Independent Analysis And Audit Of Smart Contract Code
After the completion of the development process, the evaluation of the code should be done to address the faults beforehand rather than in the heat of the incident. Auditing services give specialized attention to attack vectors, privacy protections, etc., in the code, which the project team tends to overlook while developing.
How Quillaudits Helps To Securely Enter Into The Next Reality Of The Internet?
QuillAudits is a one-stop destination for web3 cybersecurity solutions. The scope of service offerings is stretched extensively to secure web3 projects and investors from all angles. Here’s an insight into knowing the diversified services that we provide.
Smart contract Audits
We follow a comprehensive approach to auditing smart contracts developed for different blockchains like Ethereum, Solana, Polygon, etc. We employ state-of-the-art techniques to investigate the code for security flaws and potential vulnerabilities.

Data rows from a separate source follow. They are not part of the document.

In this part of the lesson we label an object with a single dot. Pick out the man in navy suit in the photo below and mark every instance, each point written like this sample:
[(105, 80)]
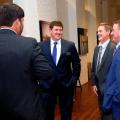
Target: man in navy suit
[(21, 65), (66, 68), (112, 92), (101, 63)]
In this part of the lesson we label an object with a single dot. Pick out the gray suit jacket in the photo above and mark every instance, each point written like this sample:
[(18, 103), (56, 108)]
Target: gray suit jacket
[(99, 76)]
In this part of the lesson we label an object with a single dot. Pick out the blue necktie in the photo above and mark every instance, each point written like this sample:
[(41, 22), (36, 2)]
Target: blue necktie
[(54, 52)]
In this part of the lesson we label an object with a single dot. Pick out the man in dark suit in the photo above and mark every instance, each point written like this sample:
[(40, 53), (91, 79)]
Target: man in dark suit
[(66, 66), (112, 91), (101, 63), (21, 65)]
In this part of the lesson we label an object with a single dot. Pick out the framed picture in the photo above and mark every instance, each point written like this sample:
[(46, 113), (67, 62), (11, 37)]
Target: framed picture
[(82, 41), (44, 30)]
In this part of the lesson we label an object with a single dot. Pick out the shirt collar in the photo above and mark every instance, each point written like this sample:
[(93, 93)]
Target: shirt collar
[(7, 28)]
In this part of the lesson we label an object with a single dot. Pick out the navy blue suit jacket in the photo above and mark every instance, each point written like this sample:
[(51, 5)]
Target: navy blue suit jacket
[(67, 70), (21, 65), (112, 92)]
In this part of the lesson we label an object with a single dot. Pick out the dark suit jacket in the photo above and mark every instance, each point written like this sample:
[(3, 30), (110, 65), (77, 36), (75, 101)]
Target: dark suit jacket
[(67, 70), (21, 64), (99, 77), (112, 91)]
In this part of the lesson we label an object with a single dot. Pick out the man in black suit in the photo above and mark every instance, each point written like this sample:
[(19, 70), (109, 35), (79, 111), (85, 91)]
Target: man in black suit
[(64, 60), (21, 65), (102, 59)]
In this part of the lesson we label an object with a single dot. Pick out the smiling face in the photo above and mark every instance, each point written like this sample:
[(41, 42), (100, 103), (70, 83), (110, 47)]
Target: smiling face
[(116, 33), (103, 34), (56, 32)]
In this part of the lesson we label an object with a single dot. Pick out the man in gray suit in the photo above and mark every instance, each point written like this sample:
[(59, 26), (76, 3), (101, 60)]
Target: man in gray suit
[(102, 59), (21, 65)]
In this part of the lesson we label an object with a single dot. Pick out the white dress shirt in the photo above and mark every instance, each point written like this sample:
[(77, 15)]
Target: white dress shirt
[(58, 48), (104, 46)]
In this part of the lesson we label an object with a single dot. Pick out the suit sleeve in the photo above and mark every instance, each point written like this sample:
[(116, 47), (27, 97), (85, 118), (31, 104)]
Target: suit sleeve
[(40, 66)]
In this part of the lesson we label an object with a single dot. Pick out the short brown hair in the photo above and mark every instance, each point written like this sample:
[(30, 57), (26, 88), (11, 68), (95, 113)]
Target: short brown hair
[(55, 23), (106, 25)]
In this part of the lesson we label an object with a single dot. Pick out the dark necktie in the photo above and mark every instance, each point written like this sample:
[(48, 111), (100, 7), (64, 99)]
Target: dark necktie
[(54, 52), (99, 57)]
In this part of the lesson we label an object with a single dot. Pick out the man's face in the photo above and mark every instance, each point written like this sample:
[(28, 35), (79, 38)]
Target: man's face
[(115, 33), (56, 32), (103, 35)]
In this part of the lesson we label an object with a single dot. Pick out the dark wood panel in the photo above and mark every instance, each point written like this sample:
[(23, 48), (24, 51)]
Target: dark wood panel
[(85, 106)]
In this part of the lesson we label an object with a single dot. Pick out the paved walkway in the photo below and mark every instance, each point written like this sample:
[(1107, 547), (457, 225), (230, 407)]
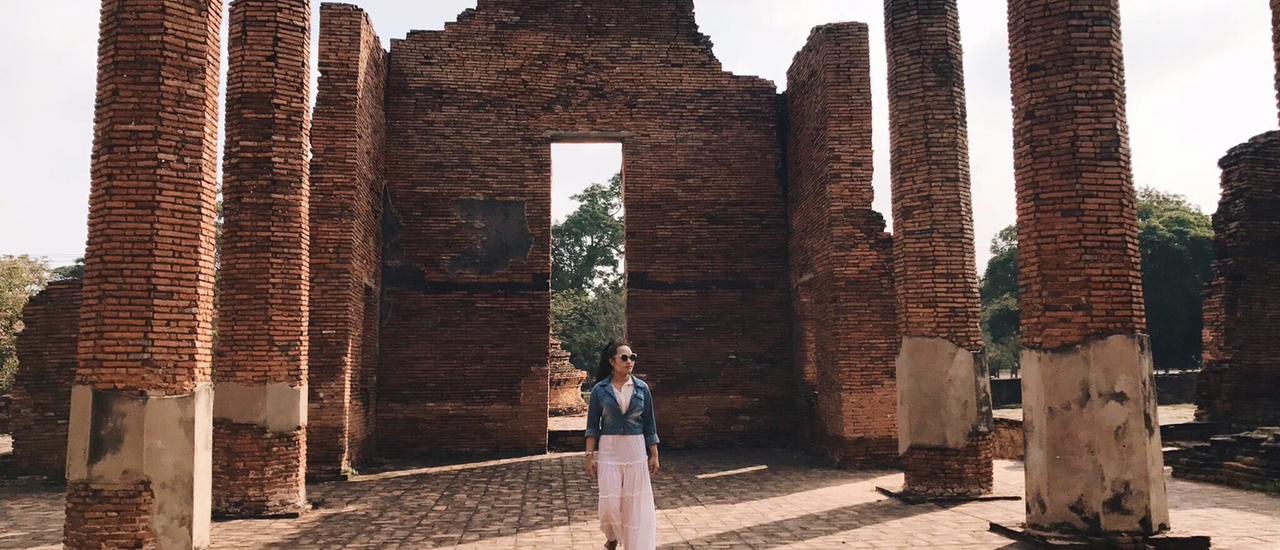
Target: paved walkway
[(750, 499)]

After reviewing, our auditing experts share a detailed report along with security recommendations to overcome the potential risks in smart contracts. Thereby increasing the likelihood of the project’s success.
Since the booming Web3 space is not regulated well enough, rug pulls are quite common and thereby abandoning investors with worthless tokens. Our due diligence services offer protection against rug pulls by doing thorough research on the project and recommending safer investment options.
Our KYC services involve doing a background check for the project to acknowledge its legitimacy. Thereby that help owners establish their project reputation and flaunt them in front of their communities.
What can web3 do that web2 cannot?
The most significant benefit of web3 over web2 is the complete control of the data. Web3 opens up users to a vast arena of opportunities to monetize and interact with their peers without the need for intermediaries.
Is Web3 secure?
Since web3 stores information on the distributed ledger, they are more secure than any traditional application. However, there are threats specific to web3 which can be mitigated by following the right practices. Know more about this by reading the blog.
What are the concerns about web2 that web3 addresses?
Though there are several advantages of using web2, there are issues like equal access, information control, copyright issues, privacy, security, etc. Web3 tries to resolve all of them through blockchain technology.
Why is Web3 future?
Many users now prefer not to exist in a world with bad UX but rather have complete control of their data. Web2 companies are finding a lot of interesting bits and pieces in Web3 that are more appealing to the users and thus want to inherit them in their platforms.